💕TIGAPULUH💕

402 29 0
                                    

" Sayang, kesini sebentar. " kata mas Adithya.

Aku pun langsung menghampirinya. Lalu mas Adithya menyuruh ku untuk duduk di samping nya. " Kenapa mas? " tanya ku.

" Mas mau olesin salep ke tangan kamu. " jawab nya.

Dengan teliti dia obati luka memar di pergelangan tangan ku dengan salep. Aku bisa melihat wajah nya dengan jelas. Terlihat beberapa kerutan di dahi nya dan rambutnya yang sudah ada uban. Walaupun begitu, mas Adithya masih terlihat tampan dan mempersona. Aku yakin di luar sana banyak wanita yang mengantri untuk mendapatkan hatinya.

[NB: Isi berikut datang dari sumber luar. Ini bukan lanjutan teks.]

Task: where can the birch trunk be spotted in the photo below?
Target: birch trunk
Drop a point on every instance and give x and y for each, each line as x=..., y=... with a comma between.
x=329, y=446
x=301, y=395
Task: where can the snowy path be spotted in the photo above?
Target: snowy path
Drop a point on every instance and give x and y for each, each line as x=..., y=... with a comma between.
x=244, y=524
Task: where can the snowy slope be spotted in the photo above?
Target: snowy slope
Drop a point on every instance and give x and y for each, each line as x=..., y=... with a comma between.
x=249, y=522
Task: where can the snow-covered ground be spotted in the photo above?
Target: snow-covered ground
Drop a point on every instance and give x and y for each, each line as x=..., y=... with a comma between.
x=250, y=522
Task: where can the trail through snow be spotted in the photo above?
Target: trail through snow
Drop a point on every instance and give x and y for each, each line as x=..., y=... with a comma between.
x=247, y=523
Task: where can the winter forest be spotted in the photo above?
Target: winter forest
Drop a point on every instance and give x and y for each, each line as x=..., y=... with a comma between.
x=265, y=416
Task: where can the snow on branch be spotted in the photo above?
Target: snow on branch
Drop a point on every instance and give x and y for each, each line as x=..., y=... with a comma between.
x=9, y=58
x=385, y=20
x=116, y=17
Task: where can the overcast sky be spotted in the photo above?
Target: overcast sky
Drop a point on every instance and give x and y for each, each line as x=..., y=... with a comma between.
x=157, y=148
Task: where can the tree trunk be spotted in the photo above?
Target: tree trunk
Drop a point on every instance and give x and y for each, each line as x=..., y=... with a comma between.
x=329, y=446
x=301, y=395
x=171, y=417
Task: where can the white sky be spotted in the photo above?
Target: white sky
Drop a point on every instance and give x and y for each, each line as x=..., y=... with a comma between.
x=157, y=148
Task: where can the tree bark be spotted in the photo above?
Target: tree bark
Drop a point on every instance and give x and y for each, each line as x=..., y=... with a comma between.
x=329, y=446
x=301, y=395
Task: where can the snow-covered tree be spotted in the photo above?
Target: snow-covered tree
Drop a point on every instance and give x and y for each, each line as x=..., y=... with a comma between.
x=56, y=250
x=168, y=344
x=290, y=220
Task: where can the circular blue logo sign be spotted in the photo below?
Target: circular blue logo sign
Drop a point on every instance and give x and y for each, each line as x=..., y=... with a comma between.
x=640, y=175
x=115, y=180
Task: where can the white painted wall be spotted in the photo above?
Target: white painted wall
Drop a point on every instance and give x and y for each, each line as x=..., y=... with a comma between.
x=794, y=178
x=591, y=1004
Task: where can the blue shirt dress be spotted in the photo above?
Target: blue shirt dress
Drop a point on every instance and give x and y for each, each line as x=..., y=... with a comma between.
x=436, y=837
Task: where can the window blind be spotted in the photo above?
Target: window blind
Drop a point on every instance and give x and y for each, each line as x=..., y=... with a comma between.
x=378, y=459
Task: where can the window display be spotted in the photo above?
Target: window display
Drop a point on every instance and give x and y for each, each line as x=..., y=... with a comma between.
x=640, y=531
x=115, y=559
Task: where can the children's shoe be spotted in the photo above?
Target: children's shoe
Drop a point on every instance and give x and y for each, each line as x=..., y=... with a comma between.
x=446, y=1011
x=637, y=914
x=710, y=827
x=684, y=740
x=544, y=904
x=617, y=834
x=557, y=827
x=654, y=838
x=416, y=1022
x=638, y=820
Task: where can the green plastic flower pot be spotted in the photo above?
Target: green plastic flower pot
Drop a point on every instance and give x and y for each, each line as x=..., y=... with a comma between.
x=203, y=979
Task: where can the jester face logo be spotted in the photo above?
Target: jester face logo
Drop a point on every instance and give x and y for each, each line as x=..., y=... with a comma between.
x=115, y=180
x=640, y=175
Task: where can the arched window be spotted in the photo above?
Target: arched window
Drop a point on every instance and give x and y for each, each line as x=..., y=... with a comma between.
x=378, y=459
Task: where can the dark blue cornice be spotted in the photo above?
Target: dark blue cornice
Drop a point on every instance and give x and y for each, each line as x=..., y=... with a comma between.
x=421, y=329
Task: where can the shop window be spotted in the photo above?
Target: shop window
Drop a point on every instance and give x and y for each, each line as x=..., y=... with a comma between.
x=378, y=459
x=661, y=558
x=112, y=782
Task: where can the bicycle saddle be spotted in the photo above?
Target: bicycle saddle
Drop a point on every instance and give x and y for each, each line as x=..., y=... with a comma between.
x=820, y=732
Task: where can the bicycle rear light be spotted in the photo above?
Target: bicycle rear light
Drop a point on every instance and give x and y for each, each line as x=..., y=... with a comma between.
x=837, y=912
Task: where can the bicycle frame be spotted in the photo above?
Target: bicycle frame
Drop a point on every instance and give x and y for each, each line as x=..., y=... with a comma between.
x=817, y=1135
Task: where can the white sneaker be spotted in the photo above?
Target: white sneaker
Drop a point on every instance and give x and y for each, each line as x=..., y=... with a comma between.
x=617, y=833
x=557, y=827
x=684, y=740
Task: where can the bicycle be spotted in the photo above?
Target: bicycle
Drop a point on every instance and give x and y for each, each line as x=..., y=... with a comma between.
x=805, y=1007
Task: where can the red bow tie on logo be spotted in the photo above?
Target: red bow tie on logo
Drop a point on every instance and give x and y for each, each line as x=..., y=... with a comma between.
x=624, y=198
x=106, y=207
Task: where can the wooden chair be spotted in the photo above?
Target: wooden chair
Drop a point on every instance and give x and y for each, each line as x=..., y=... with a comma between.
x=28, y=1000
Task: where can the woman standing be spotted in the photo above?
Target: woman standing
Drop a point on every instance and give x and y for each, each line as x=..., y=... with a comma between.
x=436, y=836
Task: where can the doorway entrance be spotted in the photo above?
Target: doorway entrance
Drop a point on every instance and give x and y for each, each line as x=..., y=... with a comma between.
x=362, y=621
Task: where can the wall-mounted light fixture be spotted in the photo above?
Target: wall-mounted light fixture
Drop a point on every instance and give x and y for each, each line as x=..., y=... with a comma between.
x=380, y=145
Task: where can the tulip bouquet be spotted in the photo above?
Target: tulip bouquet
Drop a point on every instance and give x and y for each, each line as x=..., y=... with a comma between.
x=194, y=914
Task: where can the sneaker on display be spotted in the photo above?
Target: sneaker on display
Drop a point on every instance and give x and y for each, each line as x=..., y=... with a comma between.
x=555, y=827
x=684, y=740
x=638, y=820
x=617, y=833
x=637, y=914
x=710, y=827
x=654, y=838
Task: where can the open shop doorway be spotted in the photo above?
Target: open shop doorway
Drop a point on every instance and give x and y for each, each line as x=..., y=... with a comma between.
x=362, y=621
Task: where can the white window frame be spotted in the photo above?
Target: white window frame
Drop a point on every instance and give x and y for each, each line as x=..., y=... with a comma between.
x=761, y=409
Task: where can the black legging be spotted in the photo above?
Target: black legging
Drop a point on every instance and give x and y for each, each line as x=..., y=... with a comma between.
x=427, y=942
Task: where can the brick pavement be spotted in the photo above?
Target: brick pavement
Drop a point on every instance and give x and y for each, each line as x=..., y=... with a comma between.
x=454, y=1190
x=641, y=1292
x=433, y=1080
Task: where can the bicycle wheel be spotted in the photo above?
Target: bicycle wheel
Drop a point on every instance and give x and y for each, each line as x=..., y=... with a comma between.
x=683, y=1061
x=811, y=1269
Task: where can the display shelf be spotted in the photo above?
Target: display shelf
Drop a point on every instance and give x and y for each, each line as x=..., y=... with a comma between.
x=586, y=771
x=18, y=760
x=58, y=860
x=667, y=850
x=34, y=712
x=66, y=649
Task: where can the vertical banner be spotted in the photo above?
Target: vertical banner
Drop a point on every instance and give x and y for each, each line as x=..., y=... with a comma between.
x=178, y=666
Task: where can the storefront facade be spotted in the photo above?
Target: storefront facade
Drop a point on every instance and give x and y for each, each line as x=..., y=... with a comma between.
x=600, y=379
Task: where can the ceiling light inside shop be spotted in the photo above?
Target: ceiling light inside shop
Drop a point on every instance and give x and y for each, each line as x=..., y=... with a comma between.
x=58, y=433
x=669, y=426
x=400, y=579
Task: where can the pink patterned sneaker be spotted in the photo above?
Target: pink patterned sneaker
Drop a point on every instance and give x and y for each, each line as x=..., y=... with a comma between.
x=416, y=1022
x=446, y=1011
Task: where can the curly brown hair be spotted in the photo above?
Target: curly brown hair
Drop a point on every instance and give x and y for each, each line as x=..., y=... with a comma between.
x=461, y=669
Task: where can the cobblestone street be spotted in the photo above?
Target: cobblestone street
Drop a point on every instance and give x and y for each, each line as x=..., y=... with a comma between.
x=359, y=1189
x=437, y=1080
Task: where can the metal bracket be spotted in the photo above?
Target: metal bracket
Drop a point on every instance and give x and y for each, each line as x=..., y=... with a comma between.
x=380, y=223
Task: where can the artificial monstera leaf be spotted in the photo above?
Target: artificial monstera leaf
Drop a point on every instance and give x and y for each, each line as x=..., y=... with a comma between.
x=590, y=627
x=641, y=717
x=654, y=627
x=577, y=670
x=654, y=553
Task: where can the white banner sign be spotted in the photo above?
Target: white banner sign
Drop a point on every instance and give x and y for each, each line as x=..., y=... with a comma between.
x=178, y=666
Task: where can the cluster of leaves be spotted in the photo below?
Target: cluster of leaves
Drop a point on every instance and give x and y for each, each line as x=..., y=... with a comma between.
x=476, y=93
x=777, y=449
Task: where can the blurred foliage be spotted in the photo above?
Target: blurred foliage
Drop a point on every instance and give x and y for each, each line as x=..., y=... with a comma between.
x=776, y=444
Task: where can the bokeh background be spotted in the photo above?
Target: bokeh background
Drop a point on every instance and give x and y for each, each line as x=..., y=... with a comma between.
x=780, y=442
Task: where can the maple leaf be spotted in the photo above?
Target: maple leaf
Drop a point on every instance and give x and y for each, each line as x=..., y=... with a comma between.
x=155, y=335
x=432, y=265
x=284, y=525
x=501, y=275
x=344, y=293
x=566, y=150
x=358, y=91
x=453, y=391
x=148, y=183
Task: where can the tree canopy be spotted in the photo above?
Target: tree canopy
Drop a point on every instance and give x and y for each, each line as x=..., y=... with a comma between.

Tapi pada akhirnya mas Adithya melabuhkan hati nya pada ku. Dia malah berjuang untuk meluluhkan hati aku.  Awalanya aku sama sekali nggak suka sama dia. Masih ada nama Rafi di hati dan pikiran ku saat itu. Belum lagi Mas Adithya ini adalah mantan pasien aku. Tapi ternyata pasien ku adalah jodoh ku.

Hidup itu penuh dengan misteri. Aku berharap jodoh ku adalah Rafi tapi ternyata Allah berkehendak lain. Justru mas Adithya lah yang menjadi jodoh ku. Memang nggak mudah untuk melupakan Rafi. Tapi aku berusaha untuk mengikhlaskan dan melupakannya. Tapi di saat aku melakukan kedua hal itu, tiba-tiba Rafi hadir kembali dengan membawa angin segar tapi semua sudah terlambat.

" Selesai. " katanya sambil tersenyum kepada ku.

" Makasih ya. " ucap ku pada mas Adithya.

" Mas minta maaf karena kamu harus mendapatkan luka memar ini." ujarnya " Seandainya mas nggak emosi mungkin nggak akan separah ini. "

" Aku sudah memaafkan. Tapi jangan di ulangi lagi. Mas harus percaya sama aku."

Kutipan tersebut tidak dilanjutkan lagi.